Tuesday, December 16, 2008

Brazil Upholds Indigenous Rights in Key Case

Indigenous communities across Brazil are celebrating a Supreme Court decision made last week defending five tribes' right to live on their ancestral land.

The livelihoods of indigenous peoples across Brazil continue to be threatened by large scale farming, industrial development, and deforestation.

"The Supreme Court's vote is a milestone in the thirty-year battle of the Makuxi, Wapixana, Ingarikó, Taurepang and Patamona indigenous peoples for the recognition of their constitutional right to their ancestral lands," says human rights monitor Amnesty International. The territory, known as Raposa Serra do Sol, is home to 20,000 people and lies on the frontier between Brazil and Guyana/Venezuela. During the three decades that the indigenous peoples of Raposa Serra do Sol struggled for official recognition of the land, local landowners, settlers, and members of the military police waged a campaign of violence and destruction to support the settlement of large-scale rice farmers who are illegally operating on the reservation.

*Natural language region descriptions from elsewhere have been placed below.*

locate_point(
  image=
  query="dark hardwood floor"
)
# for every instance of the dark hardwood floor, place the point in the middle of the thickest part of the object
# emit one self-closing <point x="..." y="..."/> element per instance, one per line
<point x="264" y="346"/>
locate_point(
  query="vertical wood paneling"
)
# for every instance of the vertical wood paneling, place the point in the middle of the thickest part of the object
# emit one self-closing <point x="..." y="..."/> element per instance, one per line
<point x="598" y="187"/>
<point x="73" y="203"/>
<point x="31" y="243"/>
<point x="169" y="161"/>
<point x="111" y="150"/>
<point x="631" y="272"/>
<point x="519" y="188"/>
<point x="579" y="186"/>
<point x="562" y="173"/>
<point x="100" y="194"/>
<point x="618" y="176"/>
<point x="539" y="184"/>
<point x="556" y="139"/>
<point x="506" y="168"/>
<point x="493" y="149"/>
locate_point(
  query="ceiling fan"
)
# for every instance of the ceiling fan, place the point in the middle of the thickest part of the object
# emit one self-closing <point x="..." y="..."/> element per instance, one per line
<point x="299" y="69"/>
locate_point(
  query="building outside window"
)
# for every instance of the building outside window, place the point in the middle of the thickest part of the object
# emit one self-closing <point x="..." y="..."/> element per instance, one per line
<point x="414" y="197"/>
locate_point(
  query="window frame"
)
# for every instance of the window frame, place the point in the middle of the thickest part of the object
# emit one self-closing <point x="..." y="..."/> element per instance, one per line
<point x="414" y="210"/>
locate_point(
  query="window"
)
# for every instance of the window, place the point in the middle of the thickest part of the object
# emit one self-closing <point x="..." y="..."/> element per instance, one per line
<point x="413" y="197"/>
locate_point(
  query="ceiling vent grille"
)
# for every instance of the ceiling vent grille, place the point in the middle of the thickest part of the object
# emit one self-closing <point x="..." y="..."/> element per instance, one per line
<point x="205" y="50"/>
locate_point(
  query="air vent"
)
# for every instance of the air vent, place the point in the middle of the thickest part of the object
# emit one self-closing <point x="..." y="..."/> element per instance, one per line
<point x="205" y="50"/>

Worldwide, some 370 million indigenous people struggle to maintain their culture and sovereignty amid a geopolitical system that contradicts many of their values and was imposed upon them without their consent. In Botswana, two years after a high court recognized the indigenous Kalahari Bushmen's right to live and hunt on their land, the government sanctioned last week the construction of a diamond mine on the Bushmen's territory. Survival International, an organization advocating for indigenous rights around the world, reports.


Indians rejoice as Supreme Court affirms land rights
From: Survival International
11 December 2008

Indians across Brazil are celebrating today as the majority of judges in the Supreme Court ruled to uphold indigenous land rights in a key case. Indian representatives have called the decision, made yesterday on the 60th anniversary of the Universal Declaration of Human Rights, a ‘great victory’.

The ruling concerns the indigenous territory Raposa-Serra do Sol (‘Land of the Fox and Mountain of the Sun’) in the Amazon state of Roraima. A small group of powerful farmers, who want the Indians’ land and are supported by local politicians, had petitioned the Supreme Court to overturn the Brazilian government’s legal recognition of the territory. President Lula signed the territory into law in 2005.

Yesterday eight out of eleven Supreme Court judges affirmed the Indians’ rights to the land, saying it had been demarcated according to the constitution. They affirmed the importance of maintaining indigenous territories as single, continuous areas and stated that territories on Brazil’s borders do not pose a risk to national sovereignty.

The five tribes of Raposa-Serra do Sol had struggled for thirty years to reclaim their ancestral land. The group of farmers refused to leave the area when it was demarcated as an indigenous territory, and since the demarcation they have been waging a campaign of violence against the Indians in order to resist being removed from the land.

Shocking footage taken in May this year shows gunmen hired by one of the farmers attacking a Makuxi Indian community, throwing homemade bombs and firing assault rifles. Ten Indians were wounded in the attack.

The judges also ruled that the farmers must leave Raposa-Serra do Sol, but did not specify when. This will be decided when the ruling is concluded during the court’s next session starting in February 2009, when the remaining three judges deliver their rulings.

Makuxi leader Jacir Jos√© de Souza of the Indigenous Council of Roraima (CIR) said today, ‘The land is our mother. We are happy that [our land] has been reclaimed and that the Supreme Court has vindicated indigenous people.’

The Indians of Raposa-Serra do Sol believe that the loss of their land would have destroyed their way of life. Indians elsewhere in Brazil also feared that if the Supreme Court had overturned the demarcation of the territory, it would have left their lands open to similar legal challenges.

Survival’s director Stephen Corry said today, ‘This is fantastic news for the people of Raposa-Serra do Sol. The Brazilian government must now make sure that the farmers leave the area and that the campaign of terror against the Indians ends. It must also ensure that Indian land rights are upheld nationwide, so that never again will we see such blatant attacks on Indians on their own land.’